You can enable debug log to get more details. And you can manually run the plugin with adding --verbose.

It would be useful to know a bit more about your Icinga network.

Do you have:

a) just a single Icinga server performing all monitoring checks?

b) a Master with one or more Agents?

c) a Master with one or more Satellites, and one or more Agents?

Finally, out of the above descriptions, which Icinga server is performing the
http service check on your web server?

Thanks,

Antony.

I have 1 Icinga master which performans the monitoring checks for systems, where it’s not possible to install the Icinga Agent, like websites, printer, switches etc… On the servers (16) the Icinga Agent is running.
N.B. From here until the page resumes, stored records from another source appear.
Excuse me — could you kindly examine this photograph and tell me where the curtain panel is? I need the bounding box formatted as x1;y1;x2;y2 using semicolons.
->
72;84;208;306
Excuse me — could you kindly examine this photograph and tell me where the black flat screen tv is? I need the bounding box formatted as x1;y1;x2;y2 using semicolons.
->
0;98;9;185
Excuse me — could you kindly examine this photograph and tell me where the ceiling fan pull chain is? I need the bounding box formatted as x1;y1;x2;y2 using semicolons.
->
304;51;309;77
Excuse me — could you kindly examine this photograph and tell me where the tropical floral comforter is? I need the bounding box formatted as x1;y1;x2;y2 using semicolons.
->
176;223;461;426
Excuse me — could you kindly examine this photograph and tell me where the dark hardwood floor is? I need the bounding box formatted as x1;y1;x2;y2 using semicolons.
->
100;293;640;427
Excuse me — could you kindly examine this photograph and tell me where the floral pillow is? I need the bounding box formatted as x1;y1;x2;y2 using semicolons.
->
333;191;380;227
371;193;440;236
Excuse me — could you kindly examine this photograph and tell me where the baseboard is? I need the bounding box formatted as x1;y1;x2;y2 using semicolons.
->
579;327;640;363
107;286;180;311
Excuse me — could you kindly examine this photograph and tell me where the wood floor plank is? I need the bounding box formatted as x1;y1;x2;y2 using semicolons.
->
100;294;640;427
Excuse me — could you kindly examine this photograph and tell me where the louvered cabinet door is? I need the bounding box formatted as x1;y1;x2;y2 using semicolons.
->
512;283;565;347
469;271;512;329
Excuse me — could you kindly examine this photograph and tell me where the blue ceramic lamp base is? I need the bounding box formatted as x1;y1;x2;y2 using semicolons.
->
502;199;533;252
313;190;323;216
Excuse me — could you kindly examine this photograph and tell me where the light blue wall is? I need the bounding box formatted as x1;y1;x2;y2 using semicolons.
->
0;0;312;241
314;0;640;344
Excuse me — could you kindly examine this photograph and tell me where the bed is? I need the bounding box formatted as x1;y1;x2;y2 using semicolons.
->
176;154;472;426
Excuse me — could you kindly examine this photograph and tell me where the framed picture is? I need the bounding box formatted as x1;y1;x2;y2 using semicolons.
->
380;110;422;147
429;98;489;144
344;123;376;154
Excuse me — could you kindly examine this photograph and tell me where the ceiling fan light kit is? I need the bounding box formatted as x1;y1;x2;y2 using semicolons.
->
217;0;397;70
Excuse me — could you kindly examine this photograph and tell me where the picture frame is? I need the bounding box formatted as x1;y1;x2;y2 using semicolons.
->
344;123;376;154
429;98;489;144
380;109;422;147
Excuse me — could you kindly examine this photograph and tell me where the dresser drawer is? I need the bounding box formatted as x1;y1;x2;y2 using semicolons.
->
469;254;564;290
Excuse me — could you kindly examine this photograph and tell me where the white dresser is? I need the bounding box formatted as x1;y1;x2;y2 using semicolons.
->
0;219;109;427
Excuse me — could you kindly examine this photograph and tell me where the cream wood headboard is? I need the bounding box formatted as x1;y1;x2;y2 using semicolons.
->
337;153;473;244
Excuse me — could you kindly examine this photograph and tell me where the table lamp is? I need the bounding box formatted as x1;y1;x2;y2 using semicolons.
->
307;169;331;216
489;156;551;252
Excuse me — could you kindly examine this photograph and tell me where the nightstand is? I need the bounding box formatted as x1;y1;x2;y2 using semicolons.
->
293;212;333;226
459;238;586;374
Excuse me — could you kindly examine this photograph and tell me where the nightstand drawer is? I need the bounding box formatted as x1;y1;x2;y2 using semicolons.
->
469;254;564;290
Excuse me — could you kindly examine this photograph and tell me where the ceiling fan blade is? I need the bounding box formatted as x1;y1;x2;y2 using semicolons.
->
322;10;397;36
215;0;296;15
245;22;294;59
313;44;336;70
The http service check is running on the Icinga master.

Best regards
Stefan

Thank you! I will try the debug log functionality. :slight_smile:

Best regards
Stefan

Here is an excerpt from the debug.log:

[2021-08-04 14:41:28 +0200] notice/Process: PID 584506 ('/usr/lib/nagios/plugins/check_http' '--no-body' '-H' 'www.mydomain.tld' '-I' 'www.mydomain.tld' '-S' '-c' '5' '-f' 'follow' '-w' '2') terminated with exit code 2
[2021-08-04 14:41:28 +0200] notice/Dependency: Dependency 'mydomain.tld!internet-connection' passed: Parent host '_internet-connection' matches state filter.
[2021-08-04 14:41:28 +0200] notice/Dependency: Dependency 'mydomain.tld!http!host' passed: Parent host 'mydomain.tld' matches state filter.
[2021-08-04 14:41:28 +0200] notice/Dependency: Dependency 'mydomain.tld!internet-connection' passed: Parent host '_internet-connection' matches state filter.
[2021-08-04 14:41:28 +0200] notice/Dependency: Dependency 'mydomain.tld!http!host' passed: Parent host 'mydomain.tld' matches state filter.
[2021-08-04 14:41:28 +0200] debug/Checkable: Update checkable 'mydomain.tld!http' with check interval '60' from last check time at 2021-08-04 14:41:28 +0200 (1.62808e+09) to next check time at 2021-08-04 14:41:56 +0200 (1.62808e+
09).
[2021-08-04 14:41:28 +0200] notice/ApiListener: Relaying 'event::SetNextCheck' message
[2021-08-04 14:41:28 +0200] notice/Checkable: State Change: Checkable 'mydomain.tld!http' soft state change from OK to CRITICAL detected.
[2021-08-04 14:41:28 +0200] notice/ApiListener: Relaying 'event::CheckResult' message

Unfortunately, that doesn’t help me either.

What is the result of this command?

/usr/lib/nagios/plugins/check_http --no-body -H www.mydomain.tld -I www.mydomain.tld -S -c 5 -f follow -w 2 --verbose

I’m not sure whether -H and -I works together.